Unit Tests vs Data Tests in dbt

dbt has two fundamentally different categories of tests, and they answer different questions. Unit tests ask “does my transformation logic work?” Data tests ask “is my actual production data healthy?” Conflating the two leads to testing strategies that are either redundant or full of gaps.

The Two Checkpoints

Think of your data pipeline as having two gates:

Code changes → Unit tests → Deployment → Data tests → Dashboard

Unit tests gate your deployments. They run in CI when you push code changes. They use mocked inputs you define, not real data. They verify that your SQL transformations produce the expected output for known scenarios. If a unit test fails, the code change doesn’t deploy.

Data tests gate your data. They run on every dbt build or dbt test execution against actual production data. They verify that the data flowing through your models is healthy, fresh, and within expected bounds. If a data test fails, downstream models are blocked (if severity is error) or a warning is logged (if severity is warn).

You need both. They’re not redundant — they catch entirely different categories of problems.

What Each Type Catches

Aspect	Unit tests (dbt 1.8+)	Data tests (generic + dbt-expectations)
What it tests	Transformation logic	Data quality
Input data	Mocked fixtures you define	Actual production data
When it runs	CI pipeline on code changes	Every dbt build/test run
What it catches	Logic bugs, edge cases	Data anomalies, source issues
Example question	”Does my CASE WHEN categorize correctly?"	"Are all values in the expected range?”

Unit tests are high-precision, narrow-scope tools. You write them for the 5-10% of models with complex logic: intricate CASE WHEN branches, window functions, date calculations, string parsing. They’re expensive to write and maintain but catch bugs that no amount of data testing would find.

Data tests are broad-coverage, lower-precision tools. You apply them to every model: primary key checks, freshness monitoring, value range validation, format enforcement. They’re cheap to configure (a few lines of YAML) and catch problems that correct code can’t prevent.

The Concrete Example

Consider a model that calculates revenue by multiplying quantity by unit price.

Your unit test verifies that the multiplication logic works:

unit_tests:
  - name: test_revenue_calculation
    model: mrt__sales__orders
    given:
      - input: ref('base__shopify__orders')
        rows:
          - {order_id: 1, quantity: 3, unit_price: 10.00}
          - {order_id: 2, quantity: 1, unit_price: 99.99}
    expect:
      rows:
        - {order_id: 1, revenue: 30.00}
        - {order_id: 2, revenue: 99.99}

This proves that 3 * 10.00 = 30.00. The logic is correct. But it says nothing about the actual data in production.

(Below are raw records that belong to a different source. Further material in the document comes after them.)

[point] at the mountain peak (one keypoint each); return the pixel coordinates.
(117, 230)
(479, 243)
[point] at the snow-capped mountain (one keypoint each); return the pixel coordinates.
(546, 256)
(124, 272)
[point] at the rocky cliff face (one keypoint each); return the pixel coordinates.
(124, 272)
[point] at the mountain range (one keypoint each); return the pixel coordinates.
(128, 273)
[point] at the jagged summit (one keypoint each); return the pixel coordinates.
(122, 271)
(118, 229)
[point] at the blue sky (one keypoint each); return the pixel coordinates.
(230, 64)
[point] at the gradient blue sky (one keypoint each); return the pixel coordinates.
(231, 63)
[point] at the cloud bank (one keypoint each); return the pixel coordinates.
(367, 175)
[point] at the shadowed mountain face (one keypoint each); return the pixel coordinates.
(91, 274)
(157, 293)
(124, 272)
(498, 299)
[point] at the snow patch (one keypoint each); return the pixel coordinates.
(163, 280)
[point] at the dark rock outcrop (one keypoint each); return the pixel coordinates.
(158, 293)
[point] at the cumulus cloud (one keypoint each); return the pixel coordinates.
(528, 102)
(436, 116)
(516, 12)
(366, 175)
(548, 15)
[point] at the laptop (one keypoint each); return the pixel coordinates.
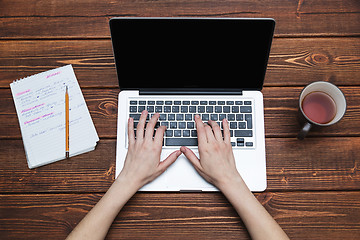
(180, 67)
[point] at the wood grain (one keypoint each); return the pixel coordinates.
(302, 215)
(281, 109)
(313, 164)
(293, 61)
(294, 18)
(313, 185)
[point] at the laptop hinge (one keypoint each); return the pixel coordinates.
(190, 92)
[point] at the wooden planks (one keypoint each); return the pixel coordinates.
(313, 185)
(291, 165)
(302, 215)
(281, 108)
(62, 19)
(293, 61)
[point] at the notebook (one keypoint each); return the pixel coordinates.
(180, 67)
(40, 106)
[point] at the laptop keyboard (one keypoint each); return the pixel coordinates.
(178, 116)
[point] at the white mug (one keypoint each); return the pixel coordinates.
(320, 88)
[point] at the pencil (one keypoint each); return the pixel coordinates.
(67, 123)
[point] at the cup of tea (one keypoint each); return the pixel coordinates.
(320, 104)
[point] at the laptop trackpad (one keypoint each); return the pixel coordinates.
(181, 175)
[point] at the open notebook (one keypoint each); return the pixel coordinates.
(40, 106)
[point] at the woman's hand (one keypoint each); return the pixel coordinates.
(216, 163)
(142, 163)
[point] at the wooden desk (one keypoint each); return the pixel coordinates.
(313, 185)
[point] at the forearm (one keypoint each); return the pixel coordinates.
(97, 222)
(257, 220)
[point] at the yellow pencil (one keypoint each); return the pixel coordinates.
(67, 122)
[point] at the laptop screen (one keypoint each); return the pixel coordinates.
(161, 53)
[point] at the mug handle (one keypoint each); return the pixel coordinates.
(304, 131)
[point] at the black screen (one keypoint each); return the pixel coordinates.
(191, 52)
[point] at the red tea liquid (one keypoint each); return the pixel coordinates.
(319, 107)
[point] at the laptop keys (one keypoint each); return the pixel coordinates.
(178, 117)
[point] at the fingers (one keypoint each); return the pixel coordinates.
(141, 126)
(169, 160)
(149, 133)
(200, 128)
(216, 129)
(189, 154)
(159, 135)
(131, 134)
(226, 128)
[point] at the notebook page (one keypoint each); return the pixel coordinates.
(40, 106)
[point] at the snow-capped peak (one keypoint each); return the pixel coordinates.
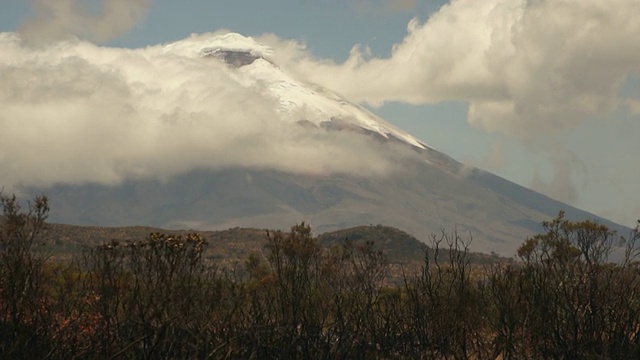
(249, 63)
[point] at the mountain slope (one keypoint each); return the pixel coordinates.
(421, 191)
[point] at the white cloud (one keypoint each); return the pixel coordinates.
(55, 20)
(74, 112)
(532, 70)
(518, 62)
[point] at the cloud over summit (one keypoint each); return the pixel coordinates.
(75, 112)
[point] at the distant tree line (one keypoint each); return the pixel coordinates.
(159, 298)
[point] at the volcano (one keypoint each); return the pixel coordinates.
(418, 190)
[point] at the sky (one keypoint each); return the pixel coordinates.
(545, 93)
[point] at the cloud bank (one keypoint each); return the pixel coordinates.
(74, 112)
(531, 70)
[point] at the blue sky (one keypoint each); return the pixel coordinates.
(543, 93)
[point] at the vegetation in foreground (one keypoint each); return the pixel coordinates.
(158, 298)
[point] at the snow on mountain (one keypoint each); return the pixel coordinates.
(250, 64)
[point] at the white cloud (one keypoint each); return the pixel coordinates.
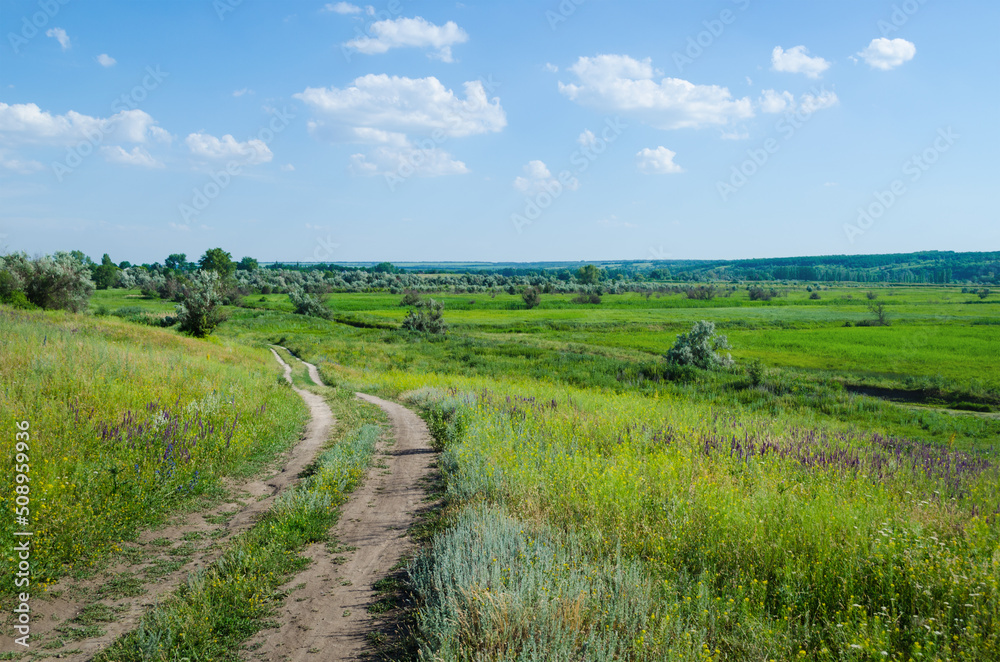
(404, 159)
(252, 152)
(342, 8)
(886, 54)
(20, 167)
(386, 111)
(619, 83)
(659, 161)
(59, 35)
(137, 157)
(797, 61)
(26, 122)
(404, 105)
(538, 179)
(413, 33)
(811, 103)
(776, 102)
(785, 102)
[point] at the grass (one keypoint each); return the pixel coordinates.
(221, 607)
(127, 424)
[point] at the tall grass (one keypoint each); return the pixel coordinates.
(792, 543)
(127, 423)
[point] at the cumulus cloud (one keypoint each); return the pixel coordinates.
(59, 35)
(773, 101)
(342, 8)
(411, 33)
(26, 122)
(405, 119)
(537, 179)
(619, 83)
(785, 102)
(798, 61)
(252, 152)
(886, 54)
(659, 161)
(137, 157)
(405, 160)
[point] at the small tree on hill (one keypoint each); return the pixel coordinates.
(532, 297)
(106, 274)
(307, 304)
(700, 348)
(427, 317)
(219, 261)
(200, 312)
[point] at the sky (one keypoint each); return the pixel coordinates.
(498, 131)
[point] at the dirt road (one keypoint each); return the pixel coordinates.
(326, 614)
(195, 539)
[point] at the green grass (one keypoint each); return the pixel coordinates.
(127, 424)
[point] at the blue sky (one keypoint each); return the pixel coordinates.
(512, 131)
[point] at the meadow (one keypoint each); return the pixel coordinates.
(595, 504)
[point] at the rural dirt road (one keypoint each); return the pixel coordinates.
(326, 614)
(197, 540)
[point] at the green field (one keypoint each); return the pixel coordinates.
(844, 504)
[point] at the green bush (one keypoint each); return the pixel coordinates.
(199, 313)
(426, 318)
(700, 348)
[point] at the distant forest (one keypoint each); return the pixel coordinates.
(929, 267)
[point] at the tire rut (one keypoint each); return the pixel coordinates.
(255, 497)
(325, 616)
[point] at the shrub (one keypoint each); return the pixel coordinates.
(701, 293)
(532, 297)
(199, 313)
(700, 348)
(410, 298)
(760, 294)
(426, 318)
(587, 297)
(60, 281)
(307, 304)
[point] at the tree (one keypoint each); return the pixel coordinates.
(248, 264)
(588, 274)
(199, 313)
(307, 304)
(532, 297)
(426, 318)
(700, 348)
(176, 261)
(61, 281)
(106, 274)
(219, 261)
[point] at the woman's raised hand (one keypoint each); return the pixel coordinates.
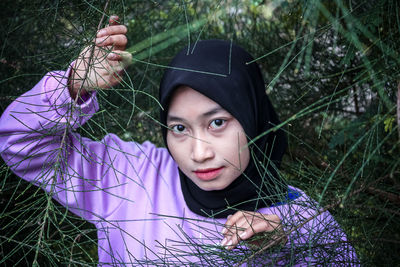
(101, 66)
(259, 229)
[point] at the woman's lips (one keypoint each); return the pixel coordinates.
(208, 174)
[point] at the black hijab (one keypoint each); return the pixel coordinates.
(219, 70)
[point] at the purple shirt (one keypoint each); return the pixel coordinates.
(131, 192)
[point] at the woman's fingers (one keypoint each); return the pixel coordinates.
(244, 225)
(112, 30)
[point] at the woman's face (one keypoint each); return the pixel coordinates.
(207, 142)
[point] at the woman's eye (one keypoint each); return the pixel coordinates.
(178, 128)
(217, 123)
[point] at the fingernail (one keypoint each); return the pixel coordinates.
(112, 56)
(101, 33)
(242, 235)
(223, 241)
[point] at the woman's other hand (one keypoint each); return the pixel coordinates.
(108, 61)
(256, 228)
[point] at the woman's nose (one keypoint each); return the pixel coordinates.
(201, 150)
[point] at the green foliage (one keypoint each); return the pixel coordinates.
(331, 70)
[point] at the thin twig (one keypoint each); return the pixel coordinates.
(287, 233)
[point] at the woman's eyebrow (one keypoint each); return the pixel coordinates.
(204, 115)
(213, 111)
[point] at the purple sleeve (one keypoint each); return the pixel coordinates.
(38, 143)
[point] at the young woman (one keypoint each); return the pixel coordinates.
(198, 201)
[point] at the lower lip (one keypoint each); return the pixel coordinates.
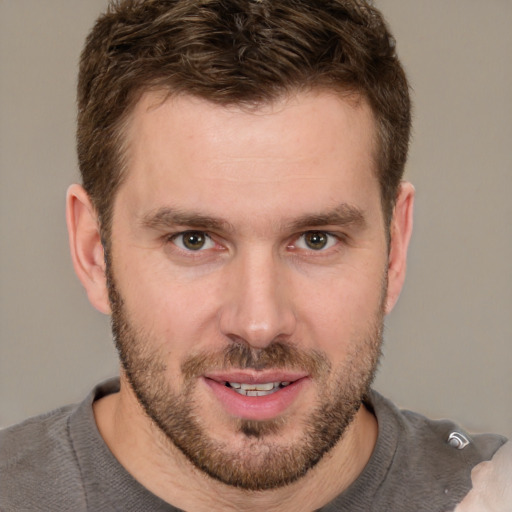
(256, 407)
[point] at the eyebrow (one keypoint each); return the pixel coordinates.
(166, 217)
(343, 215)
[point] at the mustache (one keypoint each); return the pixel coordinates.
(277, 355)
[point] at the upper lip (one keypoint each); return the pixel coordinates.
(255, 376)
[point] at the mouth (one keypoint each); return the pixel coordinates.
(262, 389)
(257, 395)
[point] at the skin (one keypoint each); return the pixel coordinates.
(267, 176)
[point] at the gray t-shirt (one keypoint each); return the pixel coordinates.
(59, 462)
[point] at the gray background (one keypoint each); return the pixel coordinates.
(448, 349)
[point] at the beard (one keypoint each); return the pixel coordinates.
(267, 458)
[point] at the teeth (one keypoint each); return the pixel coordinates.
(267, 386)
(262, 389)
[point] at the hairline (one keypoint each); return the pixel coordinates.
(121, 131)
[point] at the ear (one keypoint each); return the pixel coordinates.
(86, 248)
(400, 234)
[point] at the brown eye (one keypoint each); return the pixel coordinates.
(193, 241)
(316, 240)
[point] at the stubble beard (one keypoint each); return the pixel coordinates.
(265, 462)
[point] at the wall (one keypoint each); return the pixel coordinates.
(448, 349)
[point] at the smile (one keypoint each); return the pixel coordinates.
(262, 389)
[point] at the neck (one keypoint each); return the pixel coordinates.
(160, 467)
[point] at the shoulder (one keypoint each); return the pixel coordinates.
(432, 459)
(37, 462)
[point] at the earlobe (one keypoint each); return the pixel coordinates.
(86, 247)
(400, 235)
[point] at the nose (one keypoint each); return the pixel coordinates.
(257, 308)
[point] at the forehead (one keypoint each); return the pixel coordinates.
(301, 147)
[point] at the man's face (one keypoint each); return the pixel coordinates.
(248, 278)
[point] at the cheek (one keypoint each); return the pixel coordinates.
(338, 312)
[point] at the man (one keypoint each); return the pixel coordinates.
(243, 220)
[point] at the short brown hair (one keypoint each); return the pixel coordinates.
(234, 52)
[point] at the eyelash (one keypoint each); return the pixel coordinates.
(331, 244)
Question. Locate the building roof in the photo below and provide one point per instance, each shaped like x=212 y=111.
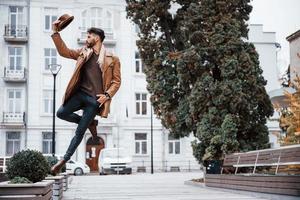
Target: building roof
x=293 y=36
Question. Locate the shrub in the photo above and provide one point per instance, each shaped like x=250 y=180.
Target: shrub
x=52 y=161
x=19 y=179
x=30 y=164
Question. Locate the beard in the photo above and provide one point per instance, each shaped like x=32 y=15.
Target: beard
x=90 y=44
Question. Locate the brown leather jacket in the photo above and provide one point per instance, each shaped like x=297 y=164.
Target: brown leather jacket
x=111 y=74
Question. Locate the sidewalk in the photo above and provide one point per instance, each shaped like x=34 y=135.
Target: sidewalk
x=146 y=186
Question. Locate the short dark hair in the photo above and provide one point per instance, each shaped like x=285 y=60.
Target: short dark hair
x=97 y=31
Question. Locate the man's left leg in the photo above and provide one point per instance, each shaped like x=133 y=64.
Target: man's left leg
x=90 y=110
x=89 y=113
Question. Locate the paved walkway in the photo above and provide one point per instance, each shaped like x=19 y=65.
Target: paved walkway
x=144 y=186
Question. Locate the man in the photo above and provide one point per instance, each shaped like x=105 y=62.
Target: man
x=95 y=81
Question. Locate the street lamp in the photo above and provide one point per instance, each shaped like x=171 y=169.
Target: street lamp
x=54 y=68
x=151 y=140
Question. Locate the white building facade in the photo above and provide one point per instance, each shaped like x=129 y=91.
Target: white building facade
x=26 y=84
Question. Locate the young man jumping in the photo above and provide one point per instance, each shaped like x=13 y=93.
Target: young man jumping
x=95 y=80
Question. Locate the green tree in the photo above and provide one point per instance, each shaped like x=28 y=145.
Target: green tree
x=202 y=74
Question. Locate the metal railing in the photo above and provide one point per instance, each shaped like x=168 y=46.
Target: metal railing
x=17 y=31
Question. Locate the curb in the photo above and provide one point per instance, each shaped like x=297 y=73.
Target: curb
x=242 y=192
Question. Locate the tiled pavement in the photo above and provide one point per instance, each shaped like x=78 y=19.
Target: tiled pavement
x=144 y=186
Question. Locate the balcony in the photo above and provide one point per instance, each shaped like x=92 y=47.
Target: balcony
x=14 y=75
x=14 y=119
x=109 y=36
x=15 y=33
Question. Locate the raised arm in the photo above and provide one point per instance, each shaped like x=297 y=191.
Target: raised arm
x=61 y=47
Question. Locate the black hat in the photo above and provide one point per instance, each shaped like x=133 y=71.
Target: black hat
x=97 y=31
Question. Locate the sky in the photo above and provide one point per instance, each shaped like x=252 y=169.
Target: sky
x=280 y=16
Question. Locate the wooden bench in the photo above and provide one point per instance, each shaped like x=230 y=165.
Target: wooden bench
x=276 y=158
x=284 y=179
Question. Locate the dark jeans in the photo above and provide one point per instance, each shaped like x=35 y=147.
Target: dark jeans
x=90 y=107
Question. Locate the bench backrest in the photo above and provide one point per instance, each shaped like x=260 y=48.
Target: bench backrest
x=267 y=157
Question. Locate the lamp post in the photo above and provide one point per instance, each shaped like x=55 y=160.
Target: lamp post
x=54 y=68
x=151 y=141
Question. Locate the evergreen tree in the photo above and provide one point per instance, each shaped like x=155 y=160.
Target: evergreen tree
x=202 y=75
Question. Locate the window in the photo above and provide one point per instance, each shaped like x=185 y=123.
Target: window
x=14 y=100
x=139 y=66
x=50 y=17
x=137 y=28
x=141 y=103
x=50 y=57
x=48 y=101
x=15 y=58
x=174 y=145
x=47 y=142
x=16 y=19
x=140 y=143
x=12 y=142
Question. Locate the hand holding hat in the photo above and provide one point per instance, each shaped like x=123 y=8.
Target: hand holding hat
x=62 y=22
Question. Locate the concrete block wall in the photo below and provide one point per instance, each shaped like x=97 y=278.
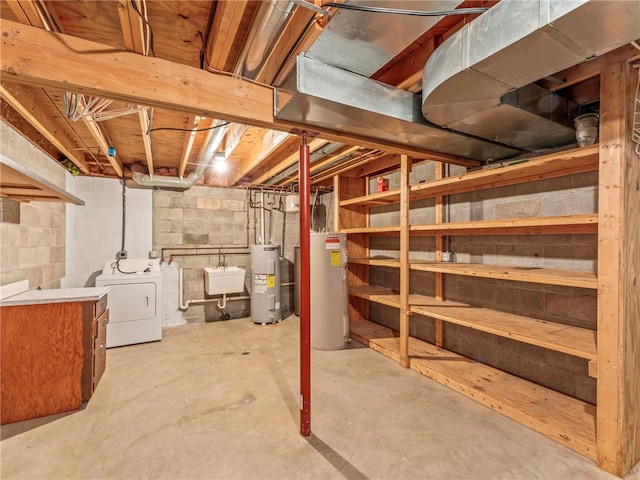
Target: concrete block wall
x=567 y=305
x=218 y=217
x=33 y=249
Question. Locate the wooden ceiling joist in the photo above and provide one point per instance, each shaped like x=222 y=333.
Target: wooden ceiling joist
x=135 y=39
x=288 y=161
x=74 y=63
x=194 y=121
x=224 y=30
x=36 y=15
x=132 y=26
x=34 y=113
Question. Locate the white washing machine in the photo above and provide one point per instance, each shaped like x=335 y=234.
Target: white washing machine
x=134 y=301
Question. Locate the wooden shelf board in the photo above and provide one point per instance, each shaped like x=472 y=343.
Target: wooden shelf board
x=577 y=341
x=393 y=230
x=565 y=419
x=572 y=161
x=374 y=200
x=577 y=160
x=382 y=295
x=376 y=261
x=585 y=223
x=564 y=224
x=547 y=276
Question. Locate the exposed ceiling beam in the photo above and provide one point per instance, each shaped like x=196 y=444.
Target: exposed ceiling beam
x=40 y=19
x=586 y=70
x=350 y=164
x=265 y=147
x=23 y=100
x=292 y=32
x=289 y=160
x=224 y=30
x=132 y=26
x=103 y=143
x=194 y=121
x=135 y=39
x=71 y=63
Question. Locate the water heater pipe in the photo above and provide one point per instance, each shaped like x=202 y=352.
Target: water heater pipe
x=305 y=285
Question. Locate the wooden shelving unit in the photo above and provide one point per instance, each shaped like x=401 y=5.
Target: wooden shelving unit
x=568 y=420
x=547 y=276
x=607 y=433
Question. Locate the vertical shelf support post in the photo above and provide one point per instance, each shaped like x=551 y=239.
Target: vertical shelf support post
x=618 y=364
x=405 y=169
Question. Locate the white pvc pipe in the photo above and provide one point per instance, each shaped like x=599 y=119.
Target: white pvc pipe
x=184 y=305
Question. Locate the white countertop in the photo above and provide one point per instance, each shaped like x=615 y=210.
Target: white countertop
x=55 y=295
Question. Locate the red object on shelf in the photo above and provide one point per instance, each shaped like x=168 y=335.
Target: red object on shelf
x=383 y=184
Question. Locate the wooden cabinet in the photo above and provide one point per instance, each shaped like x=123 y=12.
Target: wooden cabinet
x=95 y=319
x=52 y=356
x=566 y=419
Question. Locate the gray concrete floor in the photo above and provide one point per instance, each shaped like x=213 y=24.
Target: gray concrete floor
x=220 y=400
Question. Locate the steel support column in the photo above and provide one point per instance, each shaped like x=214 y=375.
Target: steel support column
x=304 y=288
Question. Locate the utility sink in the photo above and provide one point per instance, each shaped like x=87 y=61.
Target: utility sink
x=219 y=280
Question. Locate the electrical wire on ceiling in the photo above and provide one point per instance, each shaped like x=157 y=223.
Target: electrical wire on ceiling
x=188 y=129
x=400 y=11
x=149 y=40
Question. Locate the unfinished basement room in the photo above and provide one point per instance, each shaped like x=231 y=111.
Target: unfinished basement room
x=303 y=239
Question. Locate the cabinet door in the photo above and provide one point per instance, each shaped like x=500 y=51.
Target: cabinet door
x=100 y=348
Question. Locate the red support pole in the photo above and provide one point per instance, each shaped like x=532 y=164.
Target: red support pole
x=304 y=288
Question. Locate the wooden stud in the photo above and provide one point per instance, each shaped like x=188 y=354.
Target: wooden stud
x=618 y=360
x=439 y=277
x=357 y=245
x=405 y=169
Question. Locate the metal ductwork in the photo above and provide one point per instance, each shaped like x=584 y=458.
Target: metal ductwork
x=268 y=24
x=331 y=86
x=329 y=97
x=480 y=80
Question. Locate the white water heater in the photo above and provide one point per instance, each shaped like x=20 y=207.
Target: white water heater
x=265 y=284
x=329 y=294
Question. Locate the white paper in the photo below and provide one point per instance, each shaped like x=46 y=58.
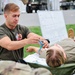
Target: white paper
x=52 y=25
x=34 y=58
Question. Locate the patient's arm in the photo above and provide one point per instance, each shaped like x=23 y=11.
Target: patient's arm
x=33 y=49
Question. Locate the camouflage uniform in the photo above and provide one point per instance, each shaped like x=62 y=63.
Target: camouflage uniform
x=13 y=68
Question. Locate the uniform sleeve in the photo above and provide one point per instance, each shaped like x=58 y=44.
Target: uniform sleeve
x=25 y=31
x=2 y=33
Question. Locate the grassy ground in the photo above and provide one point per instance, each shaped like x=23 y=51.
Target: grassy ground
x=37 y=30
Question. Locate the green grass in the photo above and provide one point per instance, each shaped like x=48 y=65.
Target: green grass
x=37 y=30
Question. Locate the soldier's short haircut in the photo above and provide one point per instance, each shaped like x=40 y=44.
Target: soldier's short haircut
x=11 y=7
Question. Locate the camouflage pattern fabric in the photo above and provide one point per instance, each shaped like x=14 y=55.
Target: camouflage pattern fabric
x=13 y=68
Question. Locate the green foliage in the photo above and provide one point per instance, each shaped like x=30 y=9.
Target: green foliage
x=70 y=26
x=37 y=30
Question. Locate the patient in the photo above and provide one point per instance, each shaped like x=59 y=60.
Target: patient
x=57 y=54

Your data test verifies that the resulting revenue values in production are sane:

models:
  - name: mrt__sales__orders
    columns:
      - name: revenue
        tests:
          - dbt_expectations.expect_column_values_to_be_between:
              min_value: 0
              max_value: 10000000
          - dbt_expectations.expect_column_mean_to_be_between:
              min_value: 50
              max_value: 500
              config:
                severity: warn

This catches the problem when a source system suddenly sends negative quantities, or when a pricing error produces $0.01 orders for premium products, or when a data migration fills quantity with NULL and the multiplication silently produces NULL revenue. The SQL is flawless. The data is broken.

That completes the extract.